The American physician and social reformer William Alcott (1798-1859) was one of the most prolific writers of his time, and although he dealt with subjects ranging from education to the role of women in the family, he was most focused on the importance of a proper diet, which he held should be basically vegetarian. Although he devoted several books to that subject, The Young House-Keeper, published in 1838 was his major statement on the subject—and a huge success. By 1851 it had gone through some 20 printings.
In 424 pages Alcott examines nearly three dozen classes of fruits, vegetables, nuts, and grains, evaluating their nutritional and health-supporting properties. His chapter on cucumbers, for example, covers such topics as “Evils of the Cucumber Overrated,” allowing, however, that they are “not very nutritious.” On the subject of cherries, he cautions, “no cooking into pies, puddings &c. admissible” and opines that they “should be eaten in the morning.”
Animal foods are included—reluctantly and quite briefly.
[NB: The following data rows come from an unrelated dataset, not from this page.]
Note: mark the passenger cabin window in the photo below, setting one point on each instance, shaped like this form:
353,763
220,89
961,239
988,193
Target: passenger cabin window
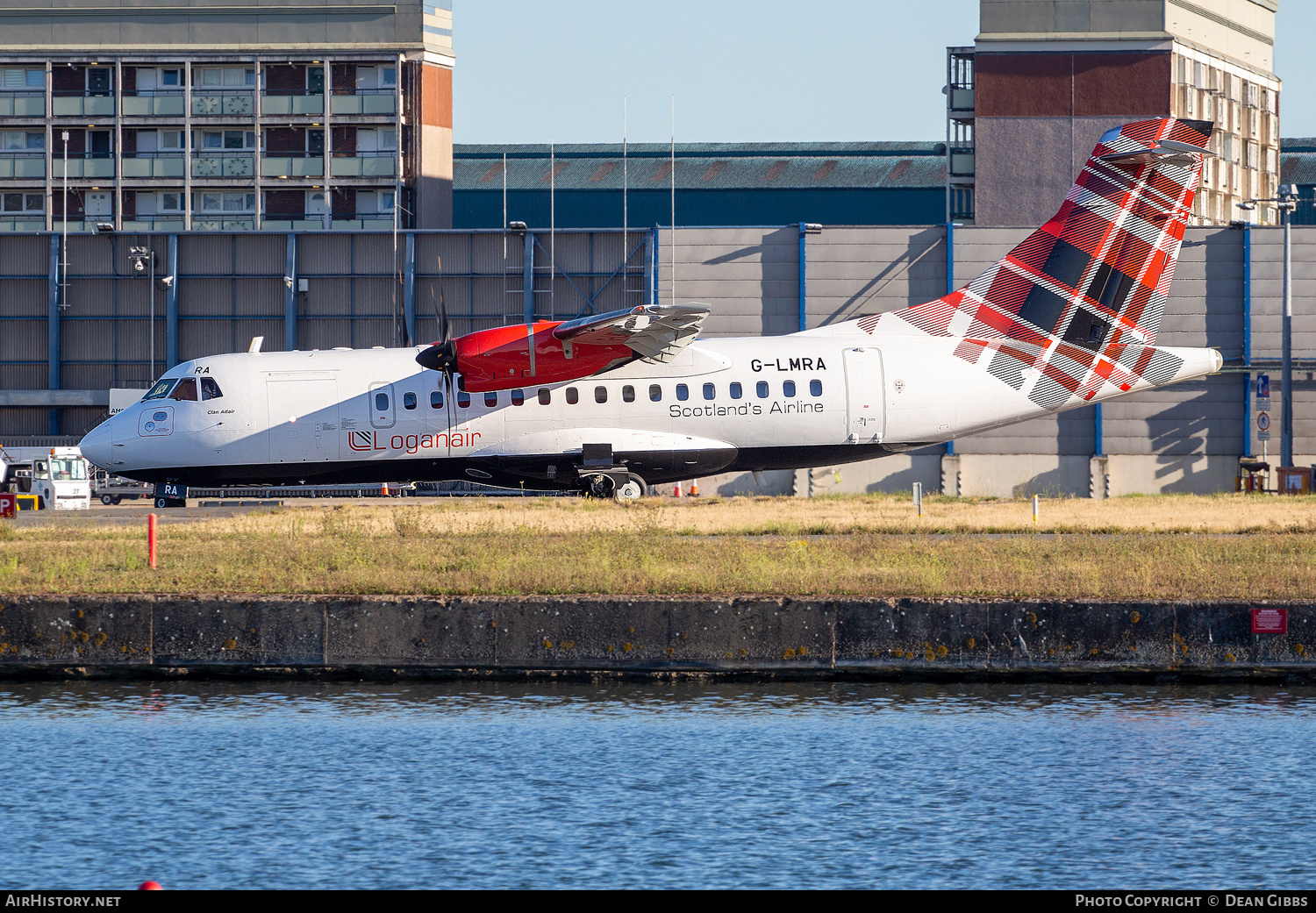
161,389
He regrets, notes Alcott, ‘‘to be obliged to recognize animal food as a primary aliment; for I consider the resort to it as proper only in the case of infants, diseased persons, and the people of those regions…where better food cannot be obtained.” Clearly vegan in his leanings, he admits grudgingly that, “a little fresh butter, spread on stale bread, and the latter well masticated, cannot be very hurtful.”
A significant book for any major American collection this is fascinating reading with many side discussions on broader social issues and such subjects as the efficient use of time by the women of the household. There is, in addition, a section of just over thirty pages of “Recipes for Plain Cooking.”
The Young House-Keeper was published in 1838. We are offering a Very Good-plus copy of the stated fifth edition, listed in Lowenstein as 1842, although the title page of ours states clearly 1840. The volume is firmly bound with no openings in the hinges. The case is brown cloth, blind stamped on front and back, gold-stamped on the spine. Some edgewear and three not-large stains on the front; skillful repair at the head and foot of the spine, which had softened. The interior shows scattered light foxing on the endpapers and perhaps ten percent of the pages, but most of the book is clean, clear, and even quite fresh looking. Some uncut pages, indicating minimal use. An early owner’s name penciled in and erased on the ffep, and the front pastedown has small bookseller label of G&C Merriam, Springfeld. This firm, ultimately the proprietor of the Merriam-Webster dictionaries, had been established in 1831.